- #1
Dustinsfl
- 2,281
- 5
$$
\int (\ln x)^pdx, \quad p > 0
$$
How do I go about integrating this?
\int (\ln x)^pdx, \quad p > 0
$$
How do I go about integrating this?
Ackbach said:Is $p$ an integer? If so, then you could do $u=\ln(x)$, which leads to
$$\int u^{p}e^{u}\,du,$$
which succumbs to by-parts as many times as you need. I'd recommend tabular integration in that case. If $p$ can be real, you get something a bit more nasty, with the incomplete Gamma function in there. I don't know how you get that result. I'd have to study a bit.
The purpose of integrating Ln $(x)^p$ is to find the antiderivative of a function that includes the natural logarithm raised to a power.
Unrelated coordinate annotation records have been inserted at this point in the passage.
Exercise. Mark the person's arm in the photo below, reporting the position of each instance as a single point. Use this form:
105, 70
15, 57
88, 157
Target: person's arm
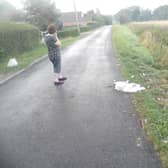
58, 42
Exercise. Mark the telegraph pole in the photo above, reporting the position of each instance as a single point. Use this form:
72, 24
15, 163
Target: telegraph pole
76, 16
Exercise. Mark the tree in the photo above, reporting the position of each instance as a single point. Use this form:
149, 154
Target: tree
41, 12
161, 13
145, 15
6, 9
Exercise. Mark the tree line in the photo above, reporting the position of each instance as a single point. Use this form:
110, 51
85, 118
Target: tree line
136, 13
43, 12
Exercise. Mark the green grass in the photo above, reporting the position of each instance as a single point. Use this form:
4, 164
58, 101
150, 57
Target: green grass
27, 58
151, 104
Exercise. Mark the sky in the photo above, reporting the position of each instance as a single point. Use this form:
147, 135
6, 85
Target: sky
105, 6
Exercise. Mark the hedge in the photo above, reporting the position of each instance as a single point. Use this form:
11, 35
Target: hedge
16, 38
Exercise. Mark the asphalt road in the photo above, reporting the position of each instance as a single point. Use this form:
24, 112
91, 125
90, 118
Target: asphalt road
83, 124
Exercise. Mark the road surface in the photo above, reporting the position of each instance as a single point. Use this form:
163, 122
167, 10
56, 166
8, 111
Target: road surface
83, 124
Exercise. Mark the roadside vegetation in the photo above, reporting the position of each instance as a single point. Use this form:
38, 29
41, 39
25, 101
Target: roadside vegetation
145, 63
23, 56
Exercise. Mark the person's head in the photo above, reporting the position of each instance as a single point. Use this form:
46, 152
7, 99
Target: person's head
51, 29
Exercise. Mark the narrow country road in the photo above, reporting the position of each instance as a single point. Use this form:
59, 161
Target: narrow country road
83, 124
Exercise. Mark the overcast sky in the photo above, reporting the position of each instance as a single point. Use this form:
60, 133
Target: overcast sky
105, 6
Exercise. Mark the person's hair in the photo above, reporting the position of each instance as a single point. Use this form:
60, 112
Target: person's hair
51, 29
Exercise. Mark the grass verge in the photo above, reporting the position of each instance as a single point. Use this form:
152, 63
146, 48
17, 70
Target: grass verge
27, 58
138, 66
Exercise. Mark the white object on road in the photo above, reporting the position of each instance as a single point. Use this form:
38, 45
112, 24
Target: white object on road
12, 62
125, 86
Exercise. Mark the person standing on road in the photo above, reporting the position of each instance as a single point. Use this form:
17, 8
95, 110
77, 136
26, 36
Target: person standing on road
53, 43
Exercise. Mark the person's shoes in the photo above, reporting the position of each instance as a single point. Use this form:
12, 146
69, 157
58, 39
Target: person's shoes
58, 82
62, 78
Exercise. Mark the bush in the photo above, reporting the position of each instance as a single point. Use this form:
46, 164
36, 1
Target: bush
68, 33
85, 28
16, 38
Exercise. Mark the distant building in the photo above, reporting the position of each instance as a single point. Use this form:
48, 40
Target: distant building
69, 19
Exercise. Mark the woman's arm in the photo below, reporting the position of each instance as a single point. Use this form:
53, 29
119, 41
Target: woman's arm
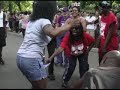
53, 32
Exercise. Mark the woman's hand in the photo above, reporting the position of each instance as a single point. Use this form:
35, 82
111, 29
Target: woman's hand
47, 61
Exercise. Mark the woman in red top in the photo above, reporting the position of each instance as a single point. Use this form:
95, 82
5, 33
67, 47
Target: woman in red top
75, 44
108, 37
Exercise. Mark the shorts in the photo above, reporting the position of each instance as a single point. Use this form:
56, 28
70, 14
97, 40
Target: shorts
32, 68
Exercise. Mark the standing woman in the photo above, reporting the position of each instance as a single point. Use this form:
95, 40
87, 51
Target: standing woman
38, 34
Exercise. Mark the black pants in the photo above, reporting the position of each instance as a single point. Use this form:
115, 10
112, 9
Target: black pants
83, 67
51, 48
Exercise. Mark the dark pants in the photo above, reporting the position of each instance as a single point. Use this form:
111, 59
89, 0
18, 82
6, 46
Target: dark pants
83, 67
51, 48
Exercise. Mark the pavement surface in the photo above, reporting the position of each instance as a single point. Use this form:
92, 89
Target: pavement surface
12, 78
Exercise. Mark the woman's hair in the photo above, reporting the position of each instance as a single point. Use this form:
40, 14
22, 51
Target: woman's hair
43, 9
79, 36
78, 8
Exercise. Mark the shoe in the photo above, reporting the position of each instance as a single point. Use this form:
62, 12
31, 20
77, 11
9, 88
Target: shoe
2, 62
51, 77
65, 84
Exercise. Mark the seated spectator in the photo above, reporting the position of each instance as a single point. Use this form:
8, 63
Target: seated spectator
106, 76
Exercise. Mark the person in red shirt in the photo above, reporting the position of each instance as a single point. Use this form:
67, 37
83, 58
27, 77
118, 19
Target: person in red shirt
108, 39
74, 44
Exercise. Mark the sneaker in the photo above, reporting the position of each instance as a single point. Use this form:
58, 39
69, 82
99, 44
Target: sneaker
65, 84
51, 77
2, 62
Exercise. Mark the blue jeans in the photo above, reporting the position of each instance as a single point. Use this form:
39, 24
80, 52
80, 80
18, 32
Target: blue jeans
32, 68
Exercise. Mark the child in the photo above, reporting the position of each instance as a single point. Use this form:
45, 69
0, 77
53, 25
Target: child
75, 44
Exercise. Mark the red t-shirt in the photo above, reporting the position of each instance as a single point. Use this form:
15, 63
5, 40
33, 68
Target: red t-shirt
106, 21
67, 45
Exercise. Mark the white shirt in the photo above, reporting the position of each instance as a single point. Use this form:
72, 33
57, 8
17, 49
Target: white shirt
35, 39
1, 19
90, 19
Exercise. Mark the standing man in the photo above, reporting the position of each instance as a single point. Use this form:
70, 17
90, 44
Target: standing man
108, 39
2, 33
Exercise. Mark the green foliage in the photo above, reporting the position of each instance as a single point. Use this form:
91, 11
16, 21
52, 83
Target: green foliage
15, 6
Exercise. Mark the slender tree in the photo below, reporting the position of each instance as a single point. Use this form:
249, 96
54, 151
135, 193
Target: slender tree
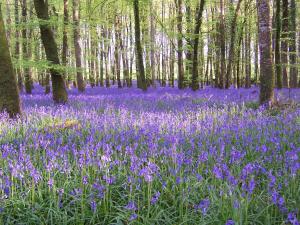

This allows us to evaluate the area under the curve of the function, which is useful in many mathematical and scientific applications.
The first step in integrating Ln $(x)^p$ is to use the power rule to bring the exponent down in front of the natural logarithm. Then, we can use the formula for integrating Ln $x$ to solve the integral. Finally, we substitute the original value of $x$ back into the equation to find the definite integral.
The power rule for integrating Ln $(x)^p$ states that the integral of Ln $(x)^p$ is equal to $x^p \ln x - \frac{x^p}{p+1} + C$.
For example, if we want to integrate Ln $(x)^3$, we first use the power rule to bring the exponent down: $3 \cdot$ Ln $x$. Then, we use the formula for integrating Ln $x$: $x \ln x - x + C$. Finally, we substitute the original value of $x$ back into the equation to find the definite integral.
Yes, there are two special cases when integrating Ln $(x)^p$: when $p = 0$ and when $p = 1$. When $p = 0$, the integral simplifies to just $x + C$. When $p = 1$, the integral becomes $x \ln x - x + C$. It is important to be aware of these special cases when integrating Ln $(x)^p$.